What else then? After shopping and eating at a rooftop restaurant with breath-taking views, we were back at our guest house. We were brimming with anticipation regarding the trip to Pangong the next day. To know how that went, you'll have to wait for Part 2 of the travelog.

Travel Tips

  • Leh is the only sizeable town in Ladakh. It is an hour and a half by flight from New Delhi. At 12 thousand plus feet, the air is noticeably thinner. Leh was hot during the daytime (~30 deg Celsius) but would get pretty cool at night. The wind adds to the chill once the sun goes down.
  • There are plenty of options to stay at Leh – hotels, guest houses. And the options suit every type of budget. Our guest house was very reasonably priced.
  • There's lots of eating joints all over the place too – with all types of cuisines available. All kinds of amenities (ATM's, banks, medical shops, electronics etc) are in Leh.
  • Souvenir shopping is pretty expensive in Leh – but you don't have a choice.
  • Altitude sickness is for real and I would strongly advise against ignoring it. If you travel to Leh by road from Manali, you'd have got adjusted, but if you fly in, a good day's rest is advised. No strenuous activity like climbing on the first day.
  • Do pack in sunscreen, moisturisers and lip balms.
  • Getting around is pretty easy too. You don't have to have booked transport in advance. You can just drop in at any of the hazaar tours and travels and see if any “share rides” are available to wherever you are going. Getting permits to the popular places is also pretty easy at these tours and travels.


Deepak said...

Nice travelog Kiran.
Waiting to read the remaining parts.
I hope, I also get to visit this heaven soon, have been waiting for a looong to go there.

PC said...

I couldn't control bookmarking this article in my Travel > Best Place on Earth Category. (Believe me, I created this category just now).

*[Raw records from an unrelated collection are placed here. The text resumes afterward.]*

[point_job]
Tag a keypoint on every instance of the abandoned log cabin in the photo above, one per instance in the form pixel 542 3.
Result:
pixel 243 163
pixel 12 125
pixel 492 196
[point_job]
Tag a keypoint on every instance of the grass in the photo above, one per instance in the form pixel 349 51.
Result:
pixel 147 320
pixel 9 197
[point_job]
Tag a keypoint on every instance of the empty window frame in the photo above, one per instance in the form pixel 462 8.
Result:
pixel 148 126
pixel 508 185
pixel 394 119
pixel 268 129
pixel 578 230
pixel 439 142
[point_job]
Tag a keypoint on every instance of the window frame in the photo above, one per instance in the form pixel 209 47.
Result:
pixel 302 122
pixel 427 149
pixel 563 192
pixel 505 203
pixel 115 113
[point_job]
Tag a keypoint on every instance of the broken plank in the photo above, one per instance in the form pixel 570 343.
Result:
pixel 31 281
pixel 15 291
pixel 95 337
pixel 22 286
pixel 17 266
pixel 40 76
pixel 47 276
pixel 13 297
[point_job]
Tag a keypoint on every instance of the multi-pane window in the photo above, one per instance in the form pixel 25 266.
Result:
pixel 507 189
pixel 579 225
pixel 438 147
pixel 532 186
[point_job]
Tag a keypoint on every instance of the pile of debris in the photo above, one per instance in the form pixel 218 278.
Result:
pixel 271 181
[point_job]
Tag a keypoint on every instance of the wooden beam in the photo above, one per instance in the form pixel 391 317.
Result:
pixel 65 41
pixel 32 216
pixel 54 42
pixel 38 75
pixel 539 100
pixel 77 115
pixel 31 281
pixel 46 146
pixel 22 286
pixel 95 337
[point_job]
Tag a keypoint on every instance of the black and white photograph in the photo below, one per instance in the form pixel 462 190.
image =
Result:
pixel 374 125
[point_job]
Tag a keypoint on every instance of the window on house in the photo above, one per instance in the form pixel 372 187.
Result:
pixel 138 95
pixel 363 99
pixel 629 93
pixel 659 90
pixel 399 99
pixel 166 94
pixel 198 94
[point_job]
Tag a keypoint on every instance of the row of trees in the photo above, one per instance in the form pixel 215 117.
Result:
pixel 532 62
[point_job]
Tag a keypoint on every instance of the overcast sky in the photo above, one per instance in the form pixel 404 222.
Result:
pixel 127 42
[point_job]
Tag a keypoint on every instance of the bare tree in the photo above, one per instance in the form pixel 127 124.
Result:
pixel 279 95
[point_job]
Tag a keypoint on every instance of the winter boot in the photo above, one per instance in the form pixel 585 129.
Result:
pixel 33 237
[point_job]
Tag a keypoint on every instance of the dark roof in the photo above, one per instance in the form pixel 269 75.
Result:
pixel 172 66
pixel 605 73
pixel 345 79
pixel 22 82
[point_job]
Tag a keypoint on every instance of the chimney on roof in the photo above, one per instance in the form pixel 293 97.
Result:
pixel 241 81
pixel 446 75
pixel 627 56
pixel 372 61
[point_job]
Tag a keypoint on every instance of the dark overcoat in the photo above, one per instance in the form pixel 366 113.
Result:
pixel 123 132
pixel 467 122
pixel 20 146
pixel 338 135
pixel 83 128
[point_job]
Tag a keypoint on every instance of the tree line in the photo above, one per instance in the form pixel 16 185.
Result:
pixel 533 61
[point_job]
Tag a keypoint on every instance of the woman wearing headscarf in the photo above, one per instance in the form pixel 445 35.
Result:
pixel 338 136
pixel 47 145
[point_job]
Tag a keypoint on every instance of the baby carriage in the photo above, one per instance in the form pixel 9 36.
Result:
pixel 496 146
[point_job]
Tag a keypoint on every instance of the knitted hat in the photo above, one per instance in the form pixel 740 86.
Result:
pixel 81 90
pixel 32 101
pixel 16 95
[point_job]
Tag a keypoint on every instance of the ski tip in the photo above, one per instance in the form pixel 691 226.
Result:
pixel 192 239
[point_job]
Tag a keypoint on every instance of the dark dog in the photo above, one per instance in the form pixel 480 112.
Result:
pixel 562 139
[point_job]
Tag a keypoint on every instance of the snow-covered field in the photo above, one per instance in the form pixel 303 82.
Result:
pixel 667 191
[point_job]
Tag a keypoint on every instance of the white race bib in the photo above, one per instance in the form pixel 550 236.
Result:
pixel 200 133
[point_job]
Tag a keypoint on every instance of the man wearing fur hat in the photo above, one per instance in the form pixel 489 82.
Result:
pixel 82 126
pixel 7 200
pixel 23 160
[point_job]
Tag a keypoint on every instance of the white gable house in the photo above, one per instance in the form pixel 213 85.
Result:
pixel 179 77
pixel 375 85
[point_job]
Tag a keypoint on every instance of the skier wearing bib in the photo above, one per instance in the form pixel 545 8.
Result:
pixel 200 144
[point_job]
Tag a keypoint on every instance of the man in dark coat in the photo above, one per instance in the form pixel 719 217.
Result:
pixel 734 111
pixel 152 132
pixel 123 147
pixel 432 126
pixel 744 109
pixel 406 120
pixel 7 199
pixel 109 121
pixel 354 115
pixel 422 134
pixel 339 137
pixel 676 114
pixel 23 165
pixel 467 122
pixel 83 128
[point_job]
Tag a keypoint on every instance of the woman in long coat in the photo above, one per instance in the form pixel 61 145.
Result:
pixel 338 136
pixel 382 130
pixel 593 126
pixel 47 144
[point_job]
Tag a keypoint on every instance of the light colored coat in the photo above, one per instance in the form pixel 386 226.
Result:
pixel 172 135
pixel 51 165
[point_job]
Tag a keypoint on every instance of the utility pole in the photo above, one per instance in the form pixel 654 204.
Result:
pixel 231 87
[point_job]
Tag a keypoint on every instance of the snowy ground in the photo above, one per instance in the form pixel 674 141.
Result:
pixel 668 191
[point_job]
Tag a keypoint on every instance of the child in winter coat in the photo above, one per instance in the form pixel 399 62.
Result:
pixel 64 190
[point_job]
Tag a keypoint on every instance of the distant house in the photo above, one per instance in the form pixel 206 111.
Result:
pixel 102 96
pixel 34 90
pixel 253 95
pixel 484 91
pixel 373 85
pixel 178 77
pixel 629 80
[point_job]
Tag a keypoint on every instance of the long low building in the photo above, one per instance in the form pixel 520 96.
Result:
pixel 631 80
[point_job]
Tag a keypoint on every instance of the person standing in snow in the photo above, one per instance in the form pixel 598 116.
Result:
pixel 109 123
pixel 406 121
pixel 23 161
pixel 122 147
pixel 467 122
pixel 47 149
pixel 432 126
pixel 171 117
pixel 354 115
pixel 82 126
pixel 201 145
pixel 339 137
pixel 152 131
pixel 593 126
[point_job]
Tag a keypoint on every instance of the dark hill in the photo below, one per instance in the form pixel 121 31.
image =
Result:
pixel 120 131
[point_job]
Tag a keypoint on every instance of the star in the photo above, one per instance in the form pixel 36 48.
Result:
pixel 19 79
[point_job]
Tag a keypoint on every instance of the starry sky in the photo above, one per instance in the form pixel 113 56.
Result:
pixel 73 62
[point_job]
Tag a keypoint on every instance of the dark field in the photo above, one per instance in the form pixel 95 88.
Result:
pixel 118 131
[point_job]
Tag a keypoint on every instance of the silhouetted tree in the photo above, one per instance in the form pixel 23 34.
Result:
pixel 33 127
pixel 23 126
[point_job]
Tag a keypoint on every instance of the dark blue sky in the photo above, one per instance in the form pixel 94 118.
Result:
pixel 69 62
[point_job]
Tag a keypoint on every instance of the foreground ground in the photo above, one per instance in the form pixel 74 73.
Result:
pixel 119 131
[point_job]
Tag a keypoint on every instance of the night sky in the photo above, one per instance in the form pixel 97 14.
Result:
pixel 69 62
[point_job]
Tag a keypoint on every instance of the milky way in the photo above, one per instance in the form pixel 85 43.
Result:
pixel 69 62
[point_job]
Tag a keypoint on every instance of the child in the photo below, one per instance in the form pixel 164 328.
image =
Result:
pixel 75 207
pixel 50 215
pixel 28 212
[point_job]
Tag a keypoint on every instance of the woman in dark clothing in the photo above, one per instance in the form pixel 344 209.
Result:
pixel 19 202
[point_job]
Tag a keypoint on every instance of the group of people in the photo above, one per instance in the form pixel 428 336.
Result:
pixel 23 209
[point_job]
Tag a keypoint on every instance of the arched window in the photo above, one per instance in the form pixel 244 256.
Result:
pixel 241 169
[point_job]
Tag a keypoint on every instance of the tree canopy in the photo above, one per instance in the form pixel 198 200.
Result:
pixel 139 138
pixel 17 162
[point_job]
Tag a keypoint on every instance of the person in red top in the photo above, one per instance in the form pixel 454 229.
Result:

After seeing those pictures you posted, You have no idea how much I blamed myself for missing the opportunity to go to Himalayas. I had my tickets booked and was to cancel last minute. Thanks to my job.

Article, Nicely done. I am glad you guys had a lot of fun and 'Once in life time' opportunity. Love to read more, waiting for your next leg.

Abhijith said...

Hi Kiran...good write up. could you tell me, what was the tariff at the water camp tent at pangong lake? are there any other accomodation options surrounding the lake?

Kiran said...

@Abhijith: The tarriff was about Rs1,500 per head for a day (includes everything - breakfast, lunch, dinner). That is a bit steep - but well worth it.

There are other camps out there, but there is also another option - a village where there is one BIG family (really big - a few dozen people!). They rent out some rooms as guest houses. I suggest you enquire about this.